The argument can certainly be made that a few years of a good coach would be great and a dramatic improvement, the goal is to find a coach for the next decade or more rather than a few years. Harbaugh has been a great coach, but he has also benefited from one of the best general managers in the NFL in Baalke. While Baalke may rub Harbaugh the wrong way, he keeps loading that roster with talent and putting him in position to succeed.
For example, in addition to the complement of draft picks the 49ers have this year, they also stashed defensive lineman Cornellius ‘Tank’ Carradine and running back Marcus Lattimore on their injured list because their roster was simply too full of great players, so they could take tremendously talented players that were injured this past year. Both have been regarded as first round talents.

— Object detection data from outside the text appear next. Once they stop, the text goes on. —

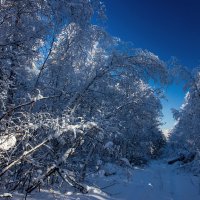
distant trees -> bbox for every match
[170,65,200,173]
[0,0,168,195]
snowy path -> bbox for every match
[103,161,200,200]
[15,161,200,200]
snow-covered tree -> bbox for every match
[0,0,168,195]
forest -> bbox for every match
[0,0,200,199]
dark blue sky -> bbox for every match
[103,0,200,129]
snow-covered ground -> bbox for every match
[8,160,200,200]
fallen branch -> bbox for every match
[0,139,49,177]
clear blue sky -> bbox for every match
[103,0,200,129]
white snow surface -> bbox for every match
[10,161,200,200]
[0,135,17,151]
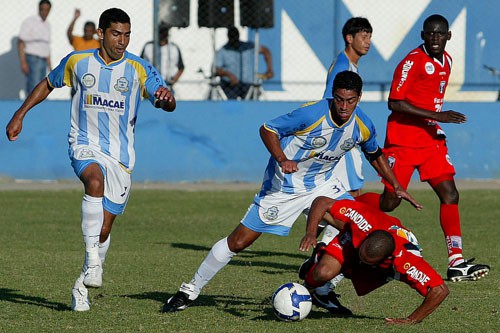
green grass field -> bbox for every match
[0,190,500,332]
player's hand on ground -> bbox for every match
[436,110,467,124]
[395,188,424,210]
[280,160,299,173]
[385,318,416,325]
[6,116,23,141]
[155,87,174,102]
[299,234,317,252]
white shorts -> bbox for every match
[333,147,365,191]
[69,145,132,215]
[241,179,352,236]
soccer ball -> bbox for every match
[272,282,312,321]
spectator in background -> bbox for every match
[67,9,101,51]
[17,0,52,94]
[141,23,184,92]
[215,27,274,99]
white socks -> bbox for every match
[190,237,236,298]
[99,234,111,265]
[82,194,104,264]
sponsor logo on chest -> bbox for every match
[406,266,431,286]
[344,208,372,232]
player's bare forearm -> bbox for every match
[259,125,298,173]
[388,100,439,120]
[299,196,335,251]
[385,283,450,324]
[6,79,53,141]
[370,154,423,210]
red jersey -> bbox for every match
[327,199,444,296]
[385,45,452,148]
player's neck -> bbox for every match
[344,47,361,66]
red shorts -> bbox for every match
[382,142,455,190]
[323,235,394,296]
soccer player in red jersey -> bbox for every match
[299,193,449,324]
[379,15,490,282]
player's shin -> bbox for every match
[190,237,236,294]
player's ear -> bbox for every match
[345,34,354,44]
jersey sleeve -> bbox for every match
[356,106,379,156]
[129,55,167,105]
[389,51,419,101]
[264,100,328,139]
[394,249,444,296]
[47,52,77,88]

This discussion happened before they hired Pettine, so the idea that any of this undermines Pettine is frankly stupid. That would be like suggesting the coaching search as a whole serves to undermine Pettine. The Browns went and did their due diligence, looking into just college coaches, head coaches with experience, high end coordinators and even a head coach on another team. Pettine is their guy. And appropriately and expectedly, Pettine shrugged this whole thing off because he knows as much as anyone else how idiotic this situation is.
Some have suggested this is an indication that Pettine has a short leash. Maybe Pettine does have a short leash, but that would be the move of an irrational, meddling owner rather than the decisive one that fans are hoping he is. Jimmy Haslam has as much on the line with Pettine and Ray Farmer as they do in terms of their credibility. He has said he is done making drastic actions and these type of purges. If December or January rolls around and he does the same thing, he is in the same conversation as Stephen Ross or Daniel Snyder as a terrible owner who has no clue what he is doing.
Overall, because people found this out late, they have reacted as if it just happened and could have hired Harbaugh. They can be disappointed in not getting Harbaugh if they want, but that has no bearing or impact on the job Pettine was hired to do. The Browns have to get better and Pettine has to prove he can be the guy to lead them there. Nothing about any of this changes the scope of that job or importance of it.